Indeed she may have done: in the 1990s Yeshu’s coconut milk was one of the most iconic beverages nationwide. The brand was even served at state banquets.
But also embedded in her endorsement is a suggestive pun in Chinese that Xu’s breasts have grown to their current size because she enjoyed Yeshu’s drink from childhood. Incredibly, the Hainan-based firm has been marketing its coconut milk in a similar style for more than 20 years. One of its earliest commercial on state broadcaster CCTV, for instance, featured a woman climbing a coconut tree, emphasing her breasts in a bikini.
Many consumers found Yeshu’s latest campaign repulsive. In a survey by Beijing News, nearly half of the respondents considered the marketing strategy shoddy and felt that it had put them off buying its products in the future. Over half of the interviewees were men.
“Yeshu makes me want to puke. I really love their coconut juice, but I’m afraid I have to say goodbye to it.

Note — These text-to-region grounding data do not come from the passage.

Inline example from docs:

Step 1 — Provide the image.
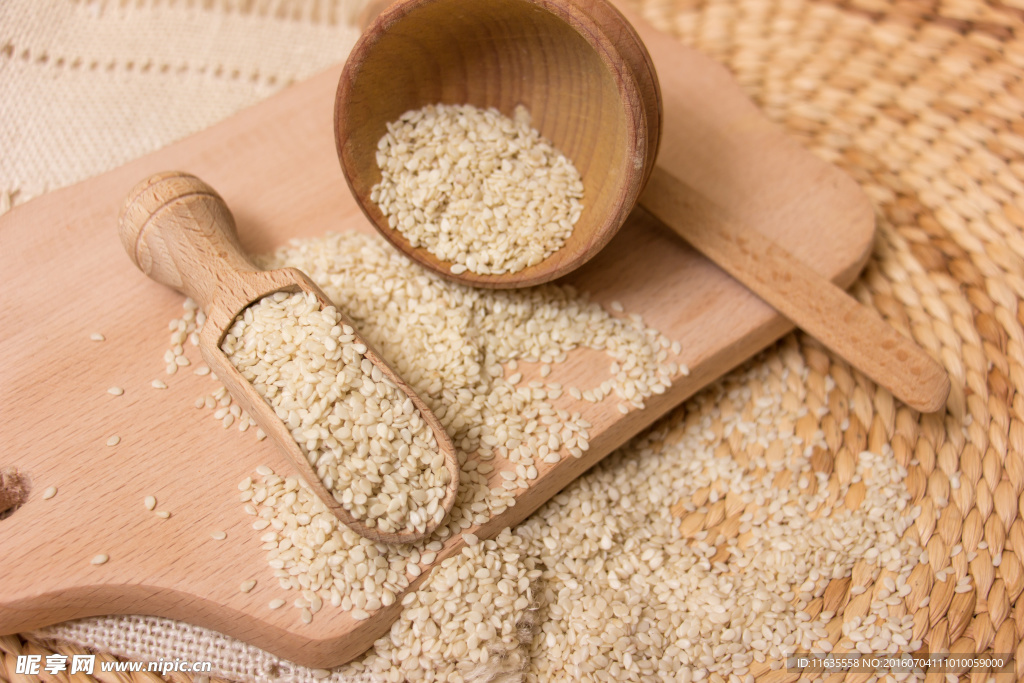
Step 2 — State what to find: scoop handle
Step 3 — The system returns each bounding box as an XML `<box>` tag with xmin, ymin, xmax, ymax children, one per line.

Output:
<box><xmin>119</xmin><ymin>171</ymin><xmax>265</xmax><ymax>330</ymax></box>
<box><xmin>641</xmin><ymin>166</ymin><xmax>951</xmax><ymax>414</ymax></box>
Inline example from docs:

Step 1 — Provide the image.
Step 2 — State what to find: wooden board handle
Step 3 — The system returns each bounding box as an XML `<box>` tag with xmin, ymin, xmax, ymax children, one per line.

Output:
<box><xmin>119</xmin><ymin>172</ymin><xmax>262</xmax><ymax>326</ymax></box>
<box><xmin>641</xmin><ymin>166</ymin><xmax>951</xmax><ymax>414</ymax></box>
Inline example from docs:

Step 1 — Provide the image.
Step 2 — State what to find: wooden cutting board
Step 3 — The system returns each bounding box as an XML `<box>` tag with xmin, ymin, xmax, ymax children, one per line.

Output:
<box><xmin>0</xmin><ymin>1</ymin><xmax>874</xmax><ymax>668</ymax></box>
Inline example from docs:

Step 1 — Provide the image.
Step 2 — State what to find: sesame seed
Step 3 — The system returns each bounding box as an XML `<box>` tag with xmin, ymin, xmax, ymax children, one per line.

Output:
<box><xmin>240</xmin><ymin>580</ymin><xmax>257</xmax><ymax>593</ymax></box>
<box><xmin>90</xmin><ymin>333</ymin><xmax>105</xmax><ymax>341</ymax></box>
<box><xmin>163</xmin><ymin>228</ymin><xmax>692</xmax><ymax>651</ymax></box>
<box><xmin>144</xmin><ymin>495</ymin><xmax>156</xmax><ymax>511</ymax></box>
<box><xmin>371</xmin><ymin>103</ymin><xmax>583</xmax><ymax>275</ymax></box>
<box><xmin>106</xmin><ymin>435</ymin><xmax>120</xmax><ymax>446</ymax></box>
<box><xmin>107</xmin><ymin>387</ymin><xmax>123</xmax><ymax>396</ymax></box>
<box><xmin>42</xmin><ymin>486</ymin><xmax>57</xmax><ymax>500</ymax></box>
<box><xmin>90</xmin><ymin>554</ymin><xmax>109</xmax><ymax>565</ymax></box>
<box><xmin>222</xmin><ymin>291</ymin><xmax>446</xmax><ymax>536</ymax></box>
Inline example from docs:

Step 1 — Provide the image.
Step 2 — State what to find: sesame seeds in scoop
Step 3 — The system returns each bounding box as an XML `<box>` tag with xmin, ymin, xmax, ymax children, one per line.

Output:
<box><xmin>221</xmin><ymin>291</ymin><xmax>450</xmax><ymax>536</ymax></box>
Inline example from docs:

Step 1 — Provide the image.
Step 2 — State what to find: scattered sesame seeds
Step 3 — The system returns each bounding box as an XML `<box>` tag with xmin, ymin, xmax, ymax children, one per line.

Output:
<box><xmin>41</xmin><ymin>486</ymin><xmax>57</xmax><ymax>500</ymax></box>
<box><xmin>163</xmin><ymin>231</ymin><xmax>685</xmax><ymax>637</ymax></box>
<box><xmin>90</xmin><ymin>554</ymin><xmax>109</xmax><ymax>565</ymax></box>
<box><xmin>106</xmin><ymin>435</ymin><xmax>120</xmax><ymax>446</ymax></box>
<box><xmin>141</xmin><ymin>220</ymin><xmax>927</xmax><ymax>682</ymax></box>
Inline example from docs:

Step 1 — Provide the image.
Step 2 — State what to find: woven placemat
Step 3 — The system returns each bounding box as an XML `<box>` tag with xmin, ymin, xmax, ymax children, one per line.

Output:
<box><xmin>3</xmin><ymin>0</ymin><xmax>1024</xmax><ymax>681</ymax></box>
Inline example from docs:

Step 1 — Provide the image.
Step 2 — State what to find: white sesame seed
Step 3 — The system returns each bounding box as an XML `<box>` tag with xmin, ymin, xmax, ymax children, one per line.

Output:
<box><xmin>240</xmin><ymin>580</ymin><xmax>257</xmax><ymax>593</ymax></box>
<box><xmin>91</xmin><ymin>554</ymin><xmax>109</xmax><ymax>565</ymax></box>
<box><xmin>106</xmin><ymin>435</ymin><xmax>120</xmax><ymax>446</ymax></box>
<box><xmin>42</xmin><ymin>486</ymin><xmax>57</xmax><ymax>500</ymax></box>
<box><xmin>90</xmin><ymin>333</ymin><xmax>105</xmax><ymax>341</ymax></box>
<box><xmin>144</xmin><ymin>495</ymin><xmax>156</xmax><ymax>510</ymax></box>
<box><xmin>164</xmin><ymin>230</ymin><xmax>697</xmax><ymax>666</ymax></box>
<box><xmin>107</xmin><ymin>387</ymin><xmax>123</xmax><ymax>396</ymax></box>
<box><xmin>222</xmin><ymin>291</ymin><xmax>445</xmax><ymax>536</ymax></box>
<box><xmin>371</xmin><ymin>103</ymin><xmax>584</xmax><ymax>275</ymax></box>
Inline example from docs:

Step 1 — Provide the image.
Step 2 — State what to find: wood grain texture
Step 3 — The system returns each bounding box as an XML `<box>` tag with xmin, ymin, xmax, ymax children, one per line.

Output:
<box><xmin>0</xmin><ymin>0</ymin><xmax>875</xmax><ymax>668</ymax></box>
<box><xmin>118</xmin><ymin>171</ymin><xmax>460</xmax><ymax>544</ymax></box>
<box><xmin>641</xmin><ymin>166</ymin><xmax>951</xmax><ymax>413</ymax></box>
<box><xmin>335</xmin><ymin>0</ymin><xmax>660</xmax><ymax>288</ymax></box>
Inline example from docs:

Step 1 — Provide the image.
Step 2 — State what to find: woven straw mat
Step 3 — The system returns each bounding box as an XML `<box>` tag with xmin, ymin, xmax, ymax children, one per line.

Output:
<box><xmin>4</xmin><ymin>0</ymin><xmax>1024</xmax><ymax>681</ymax></box>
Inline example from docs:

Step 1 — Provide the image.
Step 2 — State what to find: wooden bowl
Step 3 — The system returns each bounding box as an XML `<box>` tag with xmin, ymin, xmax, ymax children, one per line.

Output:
<box><xmin>335</xmin><ymin>0</ymin><xmax>661</xmax><ymax>288</ymax></box>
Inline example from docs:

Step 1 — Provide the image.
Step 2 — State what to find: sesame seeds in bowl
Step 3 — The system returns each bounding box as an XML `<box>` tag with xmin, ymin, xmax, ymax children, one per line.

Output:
<box><xmin>370</xmin><ymin>103</ymin><xmax>584</xmax><ymax>278</ymax></box>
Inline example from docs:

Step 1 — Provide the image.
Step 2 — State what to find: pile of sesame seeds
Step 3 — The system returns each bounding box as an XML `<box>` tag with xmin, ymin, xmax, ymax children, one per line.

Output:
<box><xmin>370</xmin><ymin>103</ymin><xmax>584</xmax><ymax>276</ymax></box>
<box><xmin>163</xmin><ymin>230</ymin><xmax>681</xmax><ymax>629</ymax></box>
<box><xmin>332</xmin><ymin>350</ymin><xmax>926</xmax><ymax>681</ymax></box>
<box><xmin>517</xmin><ymin>356</ymin><xmax>925</xmax><ymax>681</ymax></box>
<box><xmin>158</xmin><ymin>231</ymin><xmax>923</xmax><ymax>680</ymax></box>
<box><xmin>222</xmin><ymin>291</ymin><xmax>448</xmax><ymax>535</ymax></box>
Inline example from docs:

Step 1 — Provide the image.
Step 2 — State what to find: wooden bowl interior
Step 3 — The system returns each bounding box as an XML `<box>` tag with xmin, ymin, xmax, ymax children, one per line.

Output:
<box><xmin>336</xmin><ymin>0</ymin><xmax>645</xmax><ymax>288</ymax></box>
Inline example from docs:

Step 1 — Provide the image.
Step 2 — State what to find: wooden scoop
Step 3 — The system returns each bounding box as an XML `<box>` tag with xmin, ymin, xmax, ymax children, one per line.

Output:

I won’t buy it again. Too disrespectful to women,” said a weibo user. “I’m from Hainan. And the taste [of its coconut drink] remains excellent. I’m proud whenever someone praises Yeshu. But this ad – I guess best not to mention it,” another netizen lamented.
The barrage of criticism has prompted intervention from the local government in Haikou. It said last month that it had already started investigating Yeshu for promotions that might have breached the law due to indecent or misleading content. Yeshu responded by immediately replacing the racy models in its ads with students and middle-aged women to “validate” the statement “I’ve drunk it all along – from little to grown-up”. Despite this, the People’s Daily still hit back at the firm’s lack of ethics in an op-ed, and compared it to the likes of Tianjin Quanjian, which has been mired in false advertising scandals since the beginning of the year (see WiC436).
In a case like this, most companies would probably dismiss the marketing manager and hire a new one for the next campaign. But in Yeshu’s case the ‘creative mind’ was the chairman Wang Guangxing, according to Jiemian, a local news portal. Having turned around Yeshu in the early 1980s and guided it to become a long-standing market leader in tropical fruit drinks, Wang, now 78, is a respected patriarch at the company.
Joining the state-owned Haikou Canned Factory – Yeshu’s predecessor entity – in 1986, Wang successfully transformed the lossmaking SOE.
In the early 1990s, the company was one of the Hainan government’s biggest taxpayers. But some critics have suggested that the latest round of risqué marketing is a sign that Yeshu is under pressure to boost sales in the wake of shrinking revenues over the last five years. However, this time round sex may not sell, especially if more of its customers start to boycott the brand.